Удача диверсии американской секретной службы против МНР дала бы возможность армейской группе чанкайшистского генерала Янь Ши-фана прорваться через МНР в тыл войскам Линь Бяо. Это могло быть спасением для армий Чан Кай-ши, запертых в мукденско-чаньчуньском мешке.
Провокация как повод для вторжения в МНР — таков был смысл появления близ Араджаргалантахита майора Харады, маленького исполнителя плана огромной диверсии.
Наконец в этом плане был ещё один смысл, неизвестный даже его ответственным американским исполнителям. Его лелеяли в Вашингтоне и в токийском штабе Макарчера: появление гоминдановских войск на территории МНР послужило бы сигналом к вовлечению СССР в события на востоке. Верность Советского Союза договору о дружбе и взаимопомощи с МНР не вызывала у американцев сомнения. А вовлечение СССР в дальневосточную войну было мечтой, даже не очень тайной, руководящих кругов США.
Вот каков был большой смысл такого маленького на вид события, как появление на монгольской земле незаметного японского разведчика майора Харады, облачённого в изодранный ватный халат монгольского ламы, точь-в-точь такой, какие были напялены и на остальных диверсантов, ждавших сигнала на юго-западной границе МНР.
Если бы, разделавшись с мешавшим ему Бельцем и спеша удалиться от места убийства, Харада мог знать, что происходит в нанкинской резиденции генералиссимуса Чан Кай-ши, вероятно, это сильно укрепило бы веру японца в успех его предприятия.
3
Хозяин дома, Чан Кай-ши, отсутствовал. Он был в Мукдене. Там он пачками расстреливал солдат и офицеров и рубил головы своим политическим противникам. Этим способом он пытался вернуть бодрость отчаявшемуся гарнизону Мукдена. По приказу американских советников Чан должен был во что бы то ни стало заставить свои войска разорвать кольцо блокады и спешить на выручку осаждённому Цзиньчжоу. От того будет или нет раскупорена «маньчжурская пробка», зависела судьба одной из крупнейших операций во всей истории гражданской войны в Китае.
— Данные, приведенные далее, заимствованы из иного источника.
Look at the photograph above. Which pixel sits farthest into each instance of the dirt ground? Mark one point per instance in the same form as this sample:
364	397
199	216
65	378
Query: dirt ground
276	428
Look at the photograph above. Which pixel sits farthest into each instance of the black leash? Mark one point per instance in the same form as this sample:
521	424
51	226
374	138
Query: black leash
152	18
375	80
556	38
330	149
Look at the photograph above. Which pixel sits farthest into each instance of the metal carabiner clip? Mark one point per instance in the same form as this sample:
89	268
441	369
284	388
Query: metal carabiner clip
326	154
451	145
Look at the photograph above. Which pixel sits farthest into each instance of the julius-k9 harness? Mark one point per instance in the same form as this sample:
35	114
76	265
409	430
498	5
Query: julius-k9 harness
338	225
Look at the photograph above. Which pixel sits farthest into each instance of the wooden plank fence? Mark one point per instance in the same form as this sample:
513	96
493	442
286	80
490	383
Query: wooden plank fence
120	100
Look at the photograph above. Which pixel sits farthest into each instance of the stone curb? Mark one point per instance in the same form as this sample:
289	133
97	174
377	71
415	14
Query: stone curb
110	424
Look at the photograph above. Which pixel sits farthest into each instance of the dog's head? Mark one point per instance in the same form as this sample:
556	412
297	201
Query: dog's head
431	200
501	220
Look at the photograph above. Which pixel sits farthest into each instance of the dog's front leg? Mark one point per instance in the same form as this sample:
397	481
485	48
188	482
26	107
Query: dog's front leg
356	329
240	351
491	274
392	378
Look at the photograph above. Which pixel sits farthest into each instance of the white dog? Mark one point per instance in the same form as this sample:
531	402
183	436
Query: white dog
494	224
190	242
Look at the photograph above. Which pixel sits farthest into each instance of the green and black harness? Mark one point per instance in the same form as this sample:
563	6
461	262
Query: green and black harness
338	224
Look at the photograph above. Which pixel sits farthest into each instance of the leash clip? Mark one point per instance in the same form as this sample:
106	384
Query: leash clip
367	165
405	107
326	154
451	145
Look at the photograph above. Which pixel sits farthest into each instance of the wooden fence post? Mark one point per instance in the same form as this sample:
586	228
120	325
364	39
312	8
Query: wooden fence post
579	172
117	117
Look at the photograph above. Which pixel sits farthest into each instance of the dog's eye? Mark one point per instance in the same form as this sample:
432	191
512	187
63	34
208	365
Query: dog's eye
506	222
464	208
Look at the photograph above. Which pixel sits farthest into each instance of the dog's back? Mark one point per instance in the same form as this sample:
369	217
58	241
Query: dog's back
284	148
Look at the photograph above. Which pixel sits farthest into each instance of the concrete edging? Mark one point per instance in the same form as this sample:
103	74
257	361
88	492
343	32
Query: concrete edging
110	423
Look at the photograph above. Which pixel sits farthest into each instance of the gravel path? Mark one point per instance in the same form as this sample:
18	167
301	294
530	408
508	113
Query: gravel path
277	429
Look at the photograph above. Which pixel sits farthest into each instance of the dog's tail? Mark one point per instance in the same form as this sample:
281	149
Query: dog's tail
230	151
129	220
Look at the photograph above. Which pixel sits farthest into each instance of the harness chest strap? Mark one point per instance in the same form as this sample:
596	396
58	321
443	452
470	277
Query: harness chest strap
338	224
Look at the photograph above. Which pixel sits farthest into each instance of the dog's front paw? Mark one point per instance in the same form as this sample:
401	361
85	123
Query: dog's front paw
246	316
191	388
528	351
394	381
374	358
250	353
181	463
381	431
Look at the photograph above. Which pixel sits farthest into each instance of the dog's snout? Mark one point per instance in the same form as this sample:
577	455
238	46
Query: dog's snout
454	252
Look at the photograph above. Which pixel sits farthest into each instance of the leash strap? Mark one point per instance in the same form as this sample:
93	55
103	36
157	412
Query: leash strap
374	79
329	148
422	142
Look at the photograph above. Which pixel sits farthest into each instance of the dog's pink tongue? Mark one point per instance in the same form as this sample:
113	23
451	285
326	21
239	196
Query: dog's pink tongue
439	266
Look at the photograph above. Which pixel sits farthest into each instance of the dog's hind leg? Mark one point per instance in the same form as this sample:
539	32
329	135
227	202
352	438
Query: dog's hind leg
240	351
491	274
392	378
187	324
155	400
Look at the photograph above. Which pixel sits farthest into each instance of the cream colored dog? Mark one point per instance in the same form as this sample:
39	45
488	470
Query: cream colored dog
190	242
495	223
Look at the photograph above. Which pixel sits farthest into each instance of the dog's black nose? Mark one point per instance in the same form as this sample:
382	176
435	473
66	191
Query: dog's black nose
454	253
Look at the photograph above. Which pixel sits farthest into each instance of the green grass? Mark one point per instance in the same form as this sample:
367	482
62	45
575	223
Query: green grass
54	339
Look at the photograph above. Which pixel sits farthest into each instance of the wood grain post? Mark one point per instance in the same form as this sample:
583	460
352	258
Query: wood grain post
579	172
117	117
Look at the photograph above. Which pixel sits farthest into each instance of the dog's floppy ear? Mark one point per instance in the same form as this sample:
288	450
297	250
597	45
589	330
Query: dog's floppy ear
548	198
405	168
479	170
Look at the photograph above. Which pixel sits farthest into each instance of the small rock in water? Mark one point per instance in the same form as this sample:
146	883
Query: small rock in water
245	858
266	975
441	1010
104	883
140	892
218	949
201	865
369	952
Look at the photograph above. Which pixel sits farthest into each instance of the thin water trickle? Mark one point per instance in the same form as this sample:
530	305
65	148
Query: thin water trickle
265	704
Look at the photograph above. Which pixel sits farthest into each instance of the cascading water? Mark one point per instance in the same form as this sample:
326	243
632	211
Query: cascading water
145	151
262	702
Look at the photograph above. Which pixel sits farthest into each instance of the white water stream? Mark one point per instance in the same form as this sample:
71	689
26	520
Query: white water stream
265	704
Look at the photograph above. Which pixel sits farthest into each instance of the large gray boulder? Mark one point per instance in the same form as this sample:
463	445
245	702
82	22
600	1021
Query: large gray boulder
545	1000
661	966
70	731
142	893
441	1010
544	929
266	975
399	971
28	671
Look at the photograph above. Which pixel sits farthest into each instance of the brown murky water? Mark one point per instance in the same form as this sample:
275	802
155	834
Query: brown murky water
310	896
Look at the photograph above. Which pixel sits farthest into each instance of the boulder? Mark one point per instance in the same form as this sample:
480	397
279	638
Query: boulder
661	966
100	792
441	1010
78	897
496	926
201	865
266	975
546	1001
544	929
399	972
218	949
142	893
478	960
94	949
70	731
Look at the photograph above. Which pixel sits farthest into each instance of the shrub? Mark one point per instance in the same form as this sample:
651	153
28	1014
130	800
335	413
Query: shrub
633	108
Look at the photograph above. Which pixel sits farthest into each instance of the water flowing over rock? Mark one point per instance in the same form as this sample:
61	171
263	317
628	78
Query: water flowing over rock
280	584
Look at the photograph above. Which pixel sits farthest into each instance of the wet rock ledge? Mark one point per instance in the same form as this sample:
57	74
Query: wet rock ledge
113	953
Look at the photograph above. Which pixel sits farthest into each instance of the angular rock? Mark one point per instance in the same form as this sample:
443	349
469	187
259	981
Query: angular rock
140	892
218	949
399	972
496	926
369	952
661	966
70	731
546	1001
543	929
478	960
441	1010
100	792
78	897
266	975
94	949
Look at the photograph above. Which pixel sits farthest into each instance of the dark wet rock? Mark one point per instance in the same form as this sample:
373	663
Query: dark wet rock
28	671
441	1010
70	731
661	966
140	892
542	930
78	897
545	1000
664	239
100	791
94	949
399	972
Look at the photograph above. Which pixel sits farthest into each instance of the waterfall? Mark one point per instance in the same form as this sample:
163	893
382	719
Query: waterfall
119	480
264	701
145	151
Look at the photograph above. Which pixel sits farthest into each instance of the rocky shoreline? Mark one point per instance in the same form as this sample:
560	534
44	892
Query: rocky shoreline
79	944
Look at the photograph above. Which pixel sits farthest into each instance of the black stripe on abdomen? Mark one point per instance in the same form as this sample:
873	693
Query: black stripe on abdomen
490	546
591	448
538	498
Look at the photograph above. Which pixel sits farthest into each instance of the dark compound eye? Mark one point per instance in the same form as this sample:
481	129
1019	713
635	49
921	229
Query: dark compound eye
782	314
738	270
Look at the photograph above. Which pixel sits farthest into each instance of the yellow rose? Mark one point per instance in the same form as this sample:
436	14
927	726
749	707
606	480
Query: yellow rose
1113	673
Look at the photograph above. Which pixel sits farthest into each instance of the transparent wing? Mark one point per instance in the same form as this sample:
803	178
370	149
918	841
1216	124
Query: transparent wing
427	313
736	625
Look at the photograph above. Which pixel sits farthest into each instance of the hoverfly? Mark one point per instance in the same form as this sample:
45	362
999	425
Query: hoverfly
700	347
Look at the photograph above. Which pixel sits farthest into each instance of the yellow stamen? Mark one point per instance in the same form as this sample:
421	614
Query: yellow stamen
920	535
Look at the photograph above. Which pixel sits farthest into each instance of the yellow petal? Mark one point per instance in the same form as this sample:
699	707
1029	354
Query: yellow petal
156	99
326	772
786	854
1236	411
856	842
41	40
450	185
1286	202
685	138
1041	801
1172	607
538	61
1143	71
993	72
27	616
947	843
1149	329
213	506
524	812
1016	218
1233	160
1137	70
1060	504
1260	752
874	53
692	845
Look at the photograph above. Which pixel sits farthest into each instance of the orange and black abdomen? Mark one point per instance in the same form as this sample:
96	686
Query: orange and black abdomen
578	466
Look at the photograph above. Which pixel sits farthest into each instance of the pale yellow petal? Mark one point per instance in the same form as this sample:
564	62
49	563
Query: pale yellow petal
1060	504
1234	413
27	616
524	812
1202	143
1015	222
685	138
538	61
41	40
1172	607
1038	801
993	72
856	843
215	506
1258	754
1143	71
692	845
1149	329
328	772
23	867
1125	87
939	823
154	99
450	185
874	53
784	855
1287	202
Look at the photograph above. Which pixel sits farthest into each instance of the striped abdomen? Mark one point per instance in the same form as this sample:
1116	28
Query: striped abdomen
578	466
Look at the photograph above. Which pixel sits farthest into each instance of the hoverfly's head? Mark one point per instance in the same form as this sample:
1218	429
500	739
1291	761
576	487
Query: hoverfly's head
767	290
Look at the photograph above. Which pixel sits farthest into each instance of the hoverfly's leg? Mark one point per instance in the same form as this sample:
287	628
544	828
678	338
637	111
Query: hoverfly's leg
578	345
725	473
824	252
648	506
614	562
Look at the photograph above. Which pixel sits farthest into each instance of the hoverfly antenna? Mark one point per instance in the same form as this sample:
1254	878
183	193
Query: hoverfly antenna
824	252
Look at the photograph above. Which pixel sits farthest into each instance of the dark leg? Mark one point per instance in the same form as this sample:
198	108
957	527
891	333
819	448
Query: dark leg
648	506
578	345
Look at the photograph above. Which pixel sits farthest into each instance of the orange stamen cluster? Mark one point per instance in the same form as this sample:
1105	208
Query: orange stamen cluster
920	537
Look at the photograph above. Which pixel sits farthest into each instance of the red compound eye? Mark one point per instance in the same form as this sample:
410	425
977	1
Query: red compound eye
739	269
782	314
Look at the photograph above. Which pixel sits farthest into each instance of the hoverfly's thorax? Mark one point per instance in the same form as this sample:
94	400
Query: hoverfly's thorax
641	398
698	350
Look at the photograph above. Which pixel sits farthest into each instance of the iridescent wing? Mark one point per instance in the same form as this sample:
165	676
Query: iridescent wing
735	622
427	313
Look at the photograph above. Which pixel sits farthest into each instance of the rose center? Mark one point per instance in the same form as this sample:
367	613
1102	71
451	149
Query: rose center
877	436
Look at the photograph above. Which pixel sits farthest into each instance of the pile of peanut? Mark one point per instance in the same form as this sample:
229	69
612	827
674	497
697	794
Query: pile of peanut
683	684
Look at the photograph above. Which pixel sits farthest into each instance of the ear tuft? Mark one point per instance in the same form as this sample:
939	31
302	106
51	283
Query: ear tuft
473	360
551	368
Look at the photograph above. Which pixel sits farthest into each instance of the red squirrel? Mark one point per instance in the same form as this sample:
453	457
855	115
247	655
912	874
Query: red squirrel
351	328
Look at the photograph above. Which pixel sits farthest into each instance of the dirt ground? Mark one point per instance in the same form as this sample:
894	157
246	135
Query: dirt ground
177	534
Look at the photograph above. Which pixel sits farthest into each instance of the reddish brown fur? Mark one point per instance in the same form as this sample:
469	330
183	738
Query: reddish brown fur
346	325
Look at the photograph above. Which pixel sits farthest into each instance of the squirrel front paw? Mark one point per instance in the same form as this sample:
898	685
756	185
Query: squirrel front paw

Поэтому в тот вечер, когда Харада пробирался к монастырю Араджаргалантахит, в загородной резиденции Чан Кай-ши, близ Нанкина, гостей принимала одна Сун Мэй-лип. Этот маленький «совершенно интимный» вечер был ею устроен по случаю прибытия инкогнито из Японии самого большого американского друга её мужа, генерала Дугласа Макарчера и сопровождавшего его политического коммивояжёра Буллита. Макарчер прилетел, чтобы на месте выяснить причины медлительности, с которой генерал Баркли осуществлял порученную ему важнейшую военную диверсию по выводу армейской группы генерала Янь Ши-фана в тыл Дунбейской народно-освободительной армии генерала Линь Бяо. Всякое появление старого приятеля и покровителя её мужа было для хитрой мадам Чан Кай-ши предлогом разыграть комедию несказанной радости. Но, увы, почтенный гость не обращал на неё никакого внимания. Мысли Макарчера были заняты нерадивостью заносчивого тупицы Баркли. Если бы не крепкие связи Баркли с домом Рокфеллера, Макарчер давно выкинул бы его ко всем чертям: этот самонадеянный лентяй может в конце концов испортить всю игру в Китае. Одним словом, американскому главнокомандующему было не до кокетства хозяйки. Он не без умысла шепнул ей, что один из двух прилетевших с ним штатских американцев, мистер Фостер Доллас, не просто адвокат, а своего рода «альтер эго» Джона Ванденгейма. Макарчер знал, что делает: при этом известии искусно подведённые глаза Сун Мэй-лин плотоядно сузились, и «первая леди Китая» накрепко присосалась к Долласу. Её недаром называли «министром иностранных дел Чан Кай-ши». Имя Ванденгейма тотчас ассоциировалось у неё с деньгами, которые, быть может, удастся вытянуть из уродливого рыжего адвоката. Чтобы коснуться руки Фостера, она сама передавала ему чашку, сама протягивала тарелочку с печеньем. Можно было подумать, что прикосновение к покрытой рыжими волосами потной руке Фостера доставляет ей неизъяснимое удовольствие.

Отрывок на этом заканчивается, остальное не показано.